You used to be able to use could, would, and did in constructions like this. And in fact, the sentences I found below don't sound ungrammatical to me, although they do sound quite old-fashioned. Your proposed examples are all ungrammatical, because they don't belong in the subjunctive mood.
Searching 19th century texts, we find:
Could I find aught worth transmitting from so remote a region as this to which I have wandered, I should gladly send it;
Could I see him, I might on this side guard against his penetrating eye, or on the other side act something in secret, safe from his inspection.
Nothing is more common among men ... than to say, "could I but live to see such and such an event take place, I should die content."
Could I but find a substitute for matches, I might strike a light (he had left the candles with me in very derision), and then escape was certain.
You can also find did used this way, but it seems rarer than could.
nay, torture itself could not be misery to me, did I but know that she was happy.
Surely no sinner would willingly incur eternal damnation, did he but really consider what it is
This is a past tense subjunctive mood construction, which rules out all of your suggested examples, as the condition must be counterfactual (or at least be likely to be counterfactual).

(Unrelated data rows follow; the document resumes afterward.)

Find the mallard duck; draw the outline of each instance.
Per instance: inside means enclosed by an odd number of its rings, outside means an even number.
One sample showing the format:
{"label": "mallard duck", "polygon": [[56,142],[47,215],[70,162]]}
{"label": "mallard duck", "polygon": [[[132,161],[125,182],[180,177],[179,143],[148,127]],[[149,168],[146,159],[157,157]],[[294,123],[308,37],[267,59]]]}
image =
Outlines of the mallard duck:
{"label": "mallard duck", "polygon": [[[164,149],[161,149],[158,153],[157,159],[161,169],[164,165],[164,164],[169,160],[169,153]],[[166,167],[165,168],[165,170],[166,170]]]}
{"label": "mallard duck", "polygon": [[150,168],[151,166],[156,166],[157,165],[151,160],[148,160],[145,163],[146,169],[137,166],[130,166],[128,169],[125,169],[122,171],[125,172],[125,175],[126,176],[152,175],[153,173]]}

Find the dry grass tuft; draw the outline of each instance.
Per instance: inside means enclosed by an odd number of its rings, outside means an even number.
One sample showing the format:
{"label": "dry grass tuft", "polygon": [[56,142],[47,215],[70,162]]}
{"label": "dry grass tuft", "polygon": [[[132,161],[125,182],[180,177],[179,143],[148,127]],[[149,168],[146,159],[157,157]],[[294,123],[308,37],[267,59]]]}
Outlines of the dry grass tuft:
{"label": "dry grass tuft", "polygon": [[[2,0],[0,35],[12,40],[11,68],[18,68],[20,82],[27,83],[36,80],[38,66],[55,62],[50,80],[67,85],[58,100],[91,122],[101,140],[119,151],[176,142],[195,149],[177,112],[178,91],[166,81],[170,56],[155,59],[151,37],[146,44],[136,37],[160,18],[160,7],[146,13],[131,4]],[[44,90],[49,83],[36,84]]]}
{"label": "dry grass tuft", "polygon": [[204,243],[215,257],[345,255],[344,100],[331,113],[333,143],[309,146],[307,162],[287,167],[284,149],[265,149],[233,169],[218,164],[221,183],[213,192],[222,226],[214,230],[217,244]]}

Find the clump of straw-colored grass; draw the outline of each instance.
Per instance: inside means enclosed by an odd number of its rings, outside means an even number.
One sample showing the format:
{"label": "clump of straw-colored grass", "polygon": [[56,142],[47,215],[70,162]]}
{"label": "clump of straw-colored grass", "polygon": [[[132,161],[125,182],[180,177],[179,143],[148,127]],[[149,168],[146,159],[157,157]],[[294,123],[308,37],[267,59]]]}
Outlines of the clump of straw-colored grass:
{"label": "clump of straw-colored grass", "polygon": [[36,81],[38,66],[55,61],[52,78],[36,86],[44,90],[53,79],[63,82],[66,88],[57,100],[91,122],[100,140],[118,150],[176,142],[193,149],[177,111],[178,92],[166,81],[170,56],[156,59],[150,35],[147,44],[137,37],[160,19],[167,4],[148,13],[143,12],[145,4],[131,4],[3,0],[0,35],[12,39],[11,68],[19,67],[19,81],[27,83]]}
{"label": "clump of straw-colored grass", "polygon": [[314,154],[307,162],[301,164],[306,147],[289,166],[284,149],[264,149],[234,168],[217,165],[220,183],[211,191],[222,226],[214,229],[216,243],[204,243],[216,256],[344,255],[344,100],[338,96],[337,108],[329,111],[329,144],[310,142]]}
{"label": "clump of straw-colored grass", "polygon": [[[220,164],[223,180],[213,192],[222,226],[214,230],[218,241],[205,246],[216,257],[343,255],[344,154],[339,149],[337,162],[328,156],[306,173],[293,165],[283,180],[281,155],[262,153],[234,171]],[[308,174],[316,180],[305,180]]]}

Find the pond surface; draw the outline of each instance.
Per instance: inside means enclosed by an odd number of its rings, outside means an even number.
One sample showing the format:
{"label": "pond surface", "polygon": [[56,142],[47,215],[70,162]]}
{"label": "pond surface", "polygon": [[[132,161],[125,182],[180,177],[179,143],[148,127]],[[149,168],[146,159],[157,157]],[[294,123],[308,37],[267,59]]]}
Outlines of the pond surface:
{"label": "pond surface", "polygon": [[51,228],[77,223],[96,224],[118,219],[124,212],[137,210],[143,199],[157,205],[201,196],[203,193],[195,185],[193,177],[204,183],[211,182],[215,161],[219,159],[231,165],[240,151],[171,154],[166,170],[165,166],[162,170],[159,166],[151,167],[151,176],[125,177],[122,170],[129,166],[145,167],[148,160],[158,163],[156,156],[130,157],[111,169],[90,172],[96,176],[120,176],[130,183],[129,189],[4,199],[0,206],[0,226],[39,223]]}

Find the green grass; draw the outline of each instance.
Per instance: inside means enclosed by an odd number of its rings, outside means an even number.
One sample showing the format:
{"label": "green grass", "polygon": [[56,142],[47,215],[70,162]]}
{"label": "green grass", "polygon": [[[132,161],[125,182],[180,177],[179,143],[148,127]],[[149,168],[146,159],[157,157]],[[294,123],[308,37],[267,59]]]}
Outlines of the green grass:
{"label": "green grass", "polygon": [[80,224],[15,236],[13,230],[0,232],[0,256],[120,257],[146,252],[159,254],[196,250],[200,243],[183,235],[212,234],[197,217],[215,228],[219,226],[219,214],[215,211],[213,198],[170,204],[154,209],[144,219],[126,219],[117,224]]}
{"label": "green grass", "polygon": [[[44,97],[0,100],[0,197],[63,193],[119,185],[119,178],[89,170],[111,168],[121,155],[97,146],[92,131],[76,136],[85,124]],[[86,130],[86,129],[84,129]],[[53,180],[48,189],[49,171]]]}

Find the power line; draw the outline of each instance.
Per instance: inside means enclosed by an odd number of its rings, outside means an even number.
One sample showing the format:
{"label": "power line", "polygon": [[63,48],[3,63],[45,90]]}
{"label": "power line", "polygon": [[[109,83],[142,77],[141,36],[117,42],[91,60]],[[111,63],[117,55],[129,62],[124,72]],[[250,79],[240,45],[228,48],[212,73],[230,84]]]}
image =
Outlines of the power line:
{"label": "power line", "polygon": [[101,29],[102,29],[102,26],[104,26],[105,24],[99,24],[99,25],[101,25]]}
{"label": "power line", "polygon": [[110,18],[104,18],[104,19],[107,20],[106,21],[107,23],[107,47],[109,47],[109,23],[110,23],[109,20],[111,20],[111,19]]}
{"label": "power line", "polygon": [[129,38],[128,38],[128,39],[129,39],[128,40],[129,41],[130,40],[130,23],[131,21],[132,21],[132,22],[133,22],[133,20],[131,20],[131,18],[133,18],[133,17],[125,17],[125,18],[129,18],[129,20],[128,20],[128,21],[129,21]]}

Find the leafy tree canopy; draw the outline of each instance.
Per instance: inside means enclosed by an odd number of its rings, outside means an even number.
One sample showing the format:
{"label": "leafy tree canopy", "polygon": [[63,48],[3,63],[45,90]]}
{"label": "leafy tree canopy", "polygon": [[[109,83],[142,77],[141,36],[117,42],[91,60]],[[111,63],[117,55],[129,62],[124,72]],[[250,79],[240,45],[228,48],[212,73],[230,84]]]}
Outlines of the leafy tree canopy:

You can't use have, because it's present tense.
The remaining past tense auxiliary verbs are might and would.
I believe the fact that this must be counterfactual means that might doesn't work, as it's hard to see how a counterfactual would work with might.
This type of construction is also hard to form with would, as in this case, would must mean if he were willing to. However, you can find it:
A palace to dwell in—coffers swelling with gold—honors unnumbered—office, dignity and favor—all that could gratify ambition, taste or desire, were within his grasp; would he but accomplish one end! And what was that? To plunge another in misery ...
He moved a few steps nearer, and those few steps were enough to prove in how gentlemanlike a manner, with what natural grace, he must have danced, would he but take the trouble.
Why has the list of grammatical inverted conditionals winnowed down to had, should, were today? The slow death of the English subjunctive means that these are now essentially frozen forms which are not perceived as subjunctive, but which are just idioms. So it's not surprising that the rarest modal verbs in this construction (definitely did and would; maybe could) are no longer used today.